After loading the .h5 file we wrap the call to the model. This allows us to
change the signature of the SavedModel and to specify training=False
. The
later may be necessary as some layers (such as Dropout) act different during
training.
@tf.function(input_signature=[tf.TensorSpec([None, None], dtype=tf.float32)])
def model_predict(input_1):
return {'outputs': model(input_1, training=False)}
model.save('../bin/data/model', signatures={'serving_default': model_predict})
Note: besides downsampling all preprocessing is done inside the computational graph. Wow! Thanks to the python package kapre.
Note: check out train.py if you want to learn more about the training process.
Since the neural network was trained on 1 seconds long audio files sampled at 16kHz we will need to assure the same effective sampling rate and cut the audio stream accordingly. We use a sampling rate of 48kHz for the microphone as it is easily convertable to 16kHz. To collect 1s long audio snippets we start recording after a certain volume threshold is surpassed. As this introduces some latency we keep the previous audio buffers in a FiFo and add them as soon as we start recording.
Try to adjust the sampling rate and/or audio buffer size to suit the needs of your microphone, but remember to adjust the downsampling factor.

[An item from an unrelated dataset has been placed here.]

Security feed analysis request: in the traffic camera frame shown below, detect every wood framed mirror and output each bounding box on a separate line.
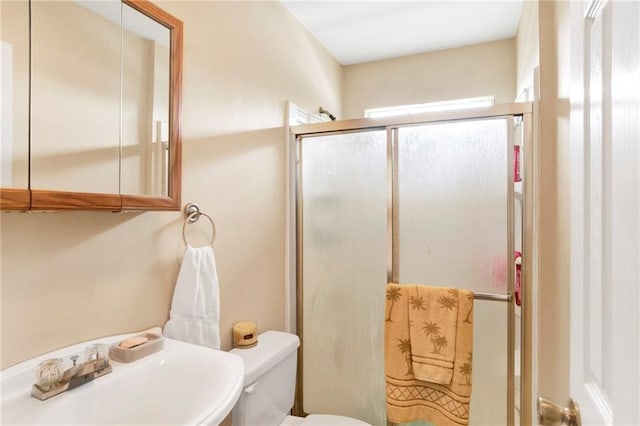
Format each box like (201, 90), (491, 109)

For now, downsampling is only support by integers of 16kHz.
In this example you will find a specification of ofxTF2Model that adds a
classification and downsampling method.
This AudioClassifier
expects a FiFo of audio buffers, applies downsampling,
infers the neural network and returns the element with the highest probability.
class AudioClassifier : public ofxTF2::Model {
public:
void classify(AudioBufferFifo & bufferFifo,
int downsamplingFactor, int & argMax, float & prob);
// ...
};
Note: for realtime applications we recomment using the threaded version of ofx::TF2Model. However, since the model being executed is rather small and to not overcomplicate things we chose to use the simple model class.